I’m going to make them forget about dear old Dad. When I get back to Earth, I’m going to be the star. I’m going to be so frigging important even Dad will have to admit it.
CHRISTMAS
CERTAINLY WE CELEBRATE CHRISTMAS IN JAPAN, SAID MITSUO FUCHIDA.
He sat on one of the bunks, squeezed between Stacy Dezhurova and Dex Trumball. Jamie sat on the opposite bunk with Trudy Hall beside him. On the narrow table separating them was the remains of their holiday dinners, now little more than crumbs and bones.
The special Christmas dinners had been almost as good as advertised. Real turkey, drumsticks as well as white breast meat, with sweet potatoes, green beans and cranberry sauce. Indestructible fruitcake for dessert. There was even a small ration of white wine in plastic containers for each of them. Dex made extra-strong coffee to soften the fruitcake.
“Is Christianity that big in Japan now?” Trudy asked.
Fuchida shook his head. ”Not so much. But we celebrate Christmas exactly the way you do—as a major retail sales event.”

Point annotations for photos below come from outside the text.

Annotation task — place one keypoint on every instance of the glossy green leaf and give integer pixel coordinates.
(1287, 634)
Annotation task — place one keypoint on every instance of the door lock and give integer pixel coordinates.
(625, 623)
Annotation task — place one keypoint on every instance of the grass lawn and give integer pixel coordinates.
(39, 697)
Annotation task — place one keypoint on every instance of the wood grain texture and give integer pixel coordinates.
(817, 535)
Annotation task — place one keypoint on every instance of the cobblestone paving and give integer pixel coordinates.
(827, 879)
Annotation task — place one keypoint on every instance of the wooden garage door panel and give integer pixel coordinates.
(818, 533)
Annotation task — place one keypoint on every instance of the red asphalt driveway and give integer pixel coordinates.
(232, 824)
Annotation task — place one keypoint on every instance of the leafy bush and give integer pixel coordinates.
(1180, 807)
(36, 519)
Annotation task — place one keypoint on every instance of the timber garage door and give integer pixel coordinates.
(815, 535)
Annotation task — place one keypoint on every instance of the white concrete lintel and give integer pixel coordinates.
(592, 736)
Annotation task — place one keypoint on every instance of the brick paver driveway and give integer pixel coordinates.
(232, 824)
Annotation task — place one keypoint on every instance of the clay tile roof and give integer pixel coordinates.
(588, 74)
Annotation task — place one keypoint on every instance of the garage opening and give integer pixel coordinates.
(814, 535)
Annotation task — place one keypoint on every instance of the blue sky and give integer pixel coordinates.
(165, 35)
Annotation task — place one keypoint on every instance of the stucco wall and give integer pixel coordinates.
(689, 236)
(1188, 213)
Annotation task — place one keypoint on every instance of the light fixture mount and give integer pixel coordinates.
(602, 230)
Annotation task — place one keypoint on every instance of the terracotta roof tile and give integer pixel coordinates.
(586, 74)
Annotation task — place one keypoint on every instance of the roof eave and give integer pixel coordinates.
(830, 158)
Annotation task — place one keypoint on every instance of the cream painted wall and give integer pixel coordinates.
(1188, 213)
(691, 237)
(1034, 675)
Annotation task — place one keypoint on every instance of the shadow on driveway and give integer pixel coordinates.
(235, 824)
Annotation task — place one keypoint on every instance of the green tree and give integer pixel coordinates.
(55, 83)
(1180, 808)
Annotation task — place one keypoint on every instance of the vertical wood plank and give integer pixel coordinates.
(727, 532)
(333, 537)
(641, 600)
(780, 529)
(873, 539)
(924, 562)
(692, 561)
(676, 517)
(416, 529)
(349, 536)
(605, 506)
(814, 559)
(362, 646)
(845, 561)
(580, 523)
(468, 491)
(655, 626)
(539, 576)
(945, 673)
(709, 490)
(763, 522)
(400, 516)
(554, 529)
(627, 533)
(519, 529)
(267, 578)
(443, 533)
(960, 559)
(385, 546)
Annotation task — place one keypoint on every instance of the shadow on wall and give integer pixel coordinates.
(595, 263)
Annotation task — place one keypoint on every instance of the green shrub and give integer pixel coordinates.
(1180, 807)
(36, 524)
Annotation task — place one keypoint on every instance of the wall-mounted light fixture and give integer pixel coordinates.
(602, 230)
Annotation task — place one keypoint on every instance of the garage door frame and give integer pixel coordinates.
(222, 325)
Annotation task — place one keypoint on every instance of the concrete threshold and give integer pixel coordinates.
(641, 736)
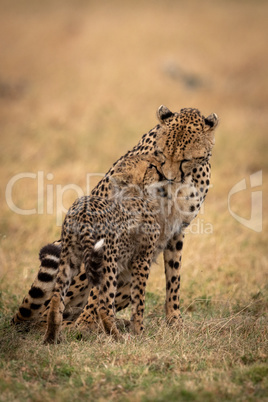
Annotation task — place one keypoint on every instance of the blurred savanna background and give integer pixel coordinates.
(80, 82)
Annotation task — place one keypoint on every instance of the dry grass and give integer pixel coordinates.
(79, 84)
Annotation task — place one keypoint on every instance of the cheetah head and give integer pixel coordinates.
(187, 136)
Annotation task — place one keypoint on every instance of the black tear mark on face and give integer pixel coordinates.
(209, 123)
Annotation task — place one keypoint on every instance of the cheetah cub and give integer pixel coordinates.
(111, 236)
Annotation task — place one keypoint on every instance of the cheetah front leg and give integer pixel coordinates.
(107, 292)
(139, 277)
(67, 270)
(172, 259)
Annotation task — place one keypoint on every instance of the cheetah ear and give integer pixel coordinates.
(163, 113)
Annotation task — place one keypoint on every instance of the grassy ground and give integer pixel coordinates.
(79, 84)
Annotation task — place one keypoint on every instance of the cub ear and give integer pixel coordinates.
(163, 113)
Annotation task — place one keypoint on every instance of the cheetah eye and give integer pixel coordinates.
(151, 166)
(209, 123)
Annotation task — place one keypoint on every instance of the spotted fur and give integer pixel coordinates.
(177, 137)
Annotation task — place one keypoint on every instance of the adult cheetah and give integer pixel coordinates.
(177, 135)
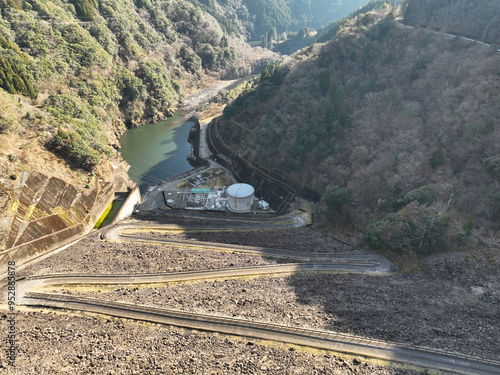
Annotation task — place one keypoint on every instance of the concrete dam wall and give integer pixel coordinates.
(46, 213)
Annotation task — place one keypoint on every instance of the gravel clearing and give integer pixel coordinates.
(61, 344)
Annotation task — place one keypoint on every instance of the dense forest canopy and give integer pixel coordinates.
(93, 67)
(397, 127)
(479, 20)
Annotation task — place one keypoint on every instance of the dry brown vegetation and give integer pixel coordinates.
(382, 110)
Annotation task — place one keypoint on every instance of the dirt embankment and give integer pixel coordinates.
(452, 303)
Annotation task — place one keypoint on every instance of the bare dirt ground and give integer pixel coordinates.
(452, 302)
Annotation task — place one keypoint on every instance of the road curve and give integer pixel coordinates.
(423, 357)
(357, 261)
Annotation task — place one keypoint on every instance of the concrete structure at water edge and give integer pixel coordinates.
(240, 197)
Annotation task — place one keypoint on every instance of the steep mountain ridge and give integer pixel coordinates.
(388, 122)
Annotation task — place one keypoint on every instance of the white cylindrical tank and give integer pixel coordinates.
(240, 197)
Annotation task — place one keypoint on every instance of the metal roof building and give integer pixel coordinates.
(240, 197)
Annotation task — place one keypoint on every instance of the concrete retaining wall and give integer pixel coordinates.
(55, 230)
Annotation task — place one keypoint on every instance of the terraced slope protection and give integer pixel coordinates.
(46, 212)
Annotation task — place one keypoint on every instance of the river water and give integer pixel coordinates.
(157, 151)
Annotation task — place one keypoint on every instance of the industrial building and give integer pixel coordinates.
(240, 197)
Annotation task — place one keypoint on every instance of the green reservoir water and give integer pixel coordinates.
(157, 151)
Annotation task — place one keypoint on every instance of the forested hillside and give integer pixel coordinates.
(254, 18)
(396, 127)
(479, 20)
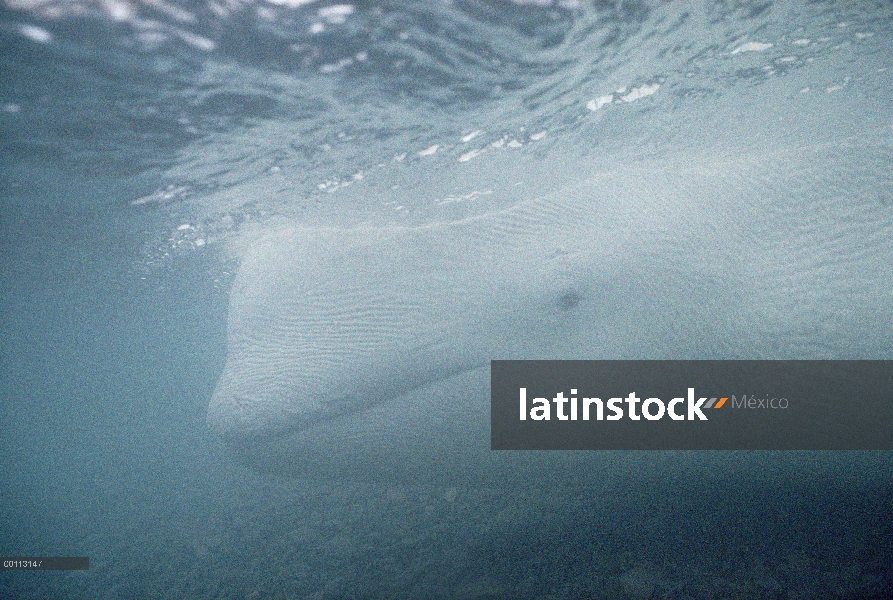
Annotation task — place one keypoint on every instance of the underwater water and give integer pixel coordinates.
(147, 147)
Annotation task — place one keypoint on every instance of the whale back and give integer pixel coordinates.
(363, 352)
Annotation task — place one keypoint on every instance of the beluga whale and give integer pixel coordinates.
(363, 352)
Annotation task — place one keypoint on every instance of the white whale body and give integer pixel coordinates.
(364, 353)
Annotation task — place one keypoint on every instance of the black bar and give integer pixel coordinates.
(44, 563)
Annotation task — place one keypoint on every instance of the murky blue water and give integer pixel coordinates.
(141, 144)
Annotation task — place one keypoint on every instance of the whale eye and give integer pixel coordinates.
(569, 299)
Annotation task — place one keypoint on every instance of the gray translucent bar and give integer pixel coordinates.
(692, 405)
(44, 563)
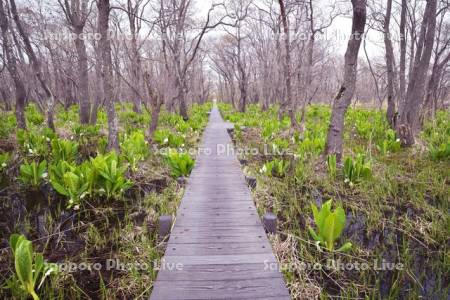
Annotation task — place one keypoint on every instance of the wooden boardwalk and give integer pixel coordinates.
(218, 241)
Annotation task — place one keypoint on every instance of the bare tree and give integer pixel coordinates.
(35, 64)
(389, 66)
(76, 13)
(408, 122)
(288, 103)
(11, 65)
(334, 143)
(105, 49)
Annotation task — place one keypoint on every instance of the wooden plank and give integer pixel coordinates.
(219, 272)
(229, 289)
(219, 248)
(218, 239)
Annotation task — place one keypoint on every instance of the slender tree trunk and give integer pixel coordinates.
(334, 143)
(288, 103)
(135, 57)
(105, 48)
(83, 88)
(389, 66)
(402, 73)
(36, 65)
(11, 64)
(408, 123)
(156, 102)
(98, 93)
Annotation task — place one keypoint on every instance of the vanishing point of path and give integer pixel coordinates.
(218, 239)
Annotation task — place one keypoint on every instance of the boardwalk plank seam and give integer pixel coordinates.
(218, 239)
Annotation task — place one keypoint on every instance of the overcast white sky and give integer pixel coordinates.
(338, 32)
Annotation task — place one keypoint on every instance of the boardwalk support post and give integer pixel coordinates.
(164, 225)
(251, 181)
(270, 223)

Everyone laughed. They were in the rover that Dezhurova had driven. A mangy tree made of aluminum strips stood lopsidedly by the airlock hatch, lit by tiny winking bulbs from the electronics spares supply. They had no gifts to exchange except the warmth of their own company.
It was enough.
Jamie lounged back against the bulkhead as they chattered and bantered back and forth. Tomorrow Dezhurova would drive the old rover back to the dome while the four scientists lived in this one and started the work of thoroughly investigating the dwelling site, under the direction of DiNardo’s committee.

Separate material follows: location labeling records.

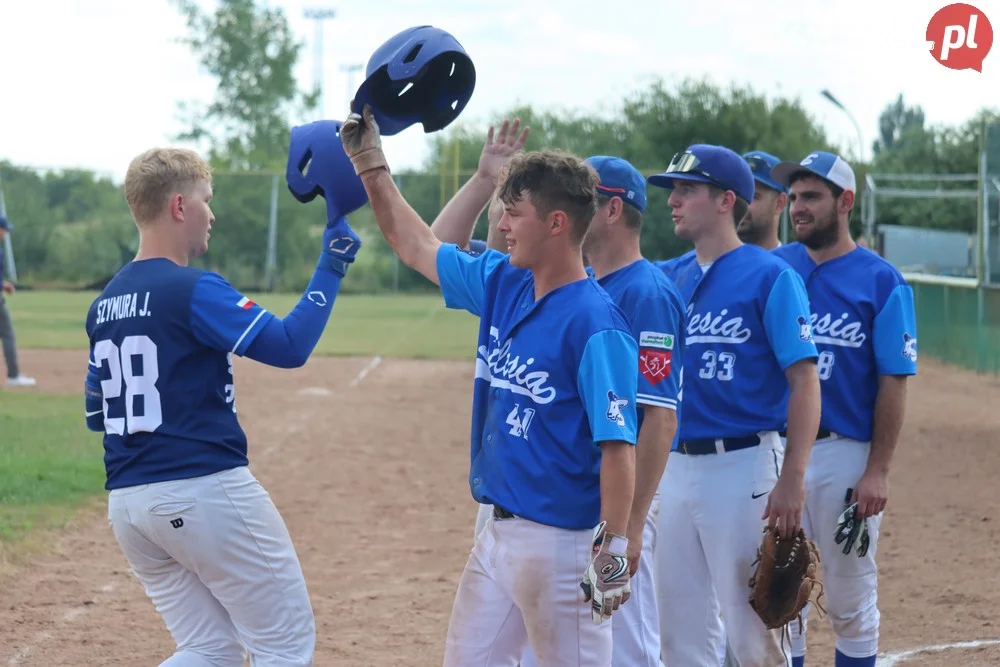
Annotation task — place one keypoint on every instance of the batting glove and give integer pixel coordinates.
(850, 529)
(340, 245)
(606, 583)
(362, 141)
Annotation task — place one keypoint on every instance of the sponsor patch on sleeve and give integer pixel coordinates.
(655, 339)
(654, 364)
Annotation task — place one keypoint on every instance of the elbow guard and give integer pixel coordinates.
(94, 404)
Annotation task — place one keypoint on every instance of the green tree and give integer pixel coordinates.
(252, 52)
(895, 120)
(910, 147)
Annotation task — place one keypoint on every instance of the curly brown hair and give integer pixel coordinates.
(552, 181)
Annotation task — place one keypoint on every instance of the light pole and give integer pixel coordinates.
(828, 95)
(319, 14)
(350, 69)
(869, 232)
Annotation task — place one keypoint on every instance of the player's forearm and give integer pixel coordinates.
(457, 219)
(288, 343)
(804, 405)
(890, 405)
(617, 484)
(93, 400)
(655, 436)
(403, 228)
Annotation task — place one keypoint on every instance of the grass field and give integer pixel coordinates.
(417, 326)
(50, 462)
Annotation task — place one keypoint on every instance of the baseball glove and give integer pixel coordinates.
(785, 578)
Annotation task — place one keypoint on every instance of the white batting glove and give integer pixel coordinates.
(362, 141)
(607, 582)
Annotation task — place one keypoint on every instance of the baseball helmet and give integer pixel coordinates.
(420, 75)
(318, 165)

It’s going to be tedious work, Jamie thought. Painstaking. With a half-hour lag between our asking a question and their answer.
But that’s tomorrow, he told himself. Tonight it’s Christmas. He felt pleasantly buzzed by the little portion of wine he’d drunk with his dinner. Everyone else seemed to be equally relaxed, equally happy.
Jamie looked across the table at Dex, grinning as he needled Fuchida about the religious significance of a shopping spree. A sudden thought popped into Jamie’s mind.
He slid out from behind the table, muttering an “Excuse me,” and started toward the cockpit.
“Hey, Jamie!” Dex called. “The pissoir’s down the other direction.”
He turned and made a smile for them. “I can whiz out the window.” Ducking his head, he slipped into the cockpit’s right-hand seat.
The four of them were making enough noise, talking, joking, laughing, so that Jamie didn’t feel he needed to put on the headset. Still, he plugged it in and held its pin mike close to his lips as he addressed his message to C. Darryl Trumball.
“Mr. Trumball, I don’t know where you are and I haven’t checked on what the time might be in the Boston area right now, so please excuse me if I’m interrupting your Christmas celebration. I just thought it would be a reasonable present for your son if you called Dex to wish him a merry Christmas.”
Glancing at his wristwatch, Jamie continued, “We’ve got a little less than three hours of Christmas remaining here, so if you’re going to call, it ought to be pretty soon. I know Dex would appreciate it. Thanks.”
He rejoined the group as they began singing Christmas carols. Trudy had brought a CD with her, and no less than the Westminster Abbey Choir filled the rover with sonorous Noels. The five explorers sang along, at the tops of their lungs.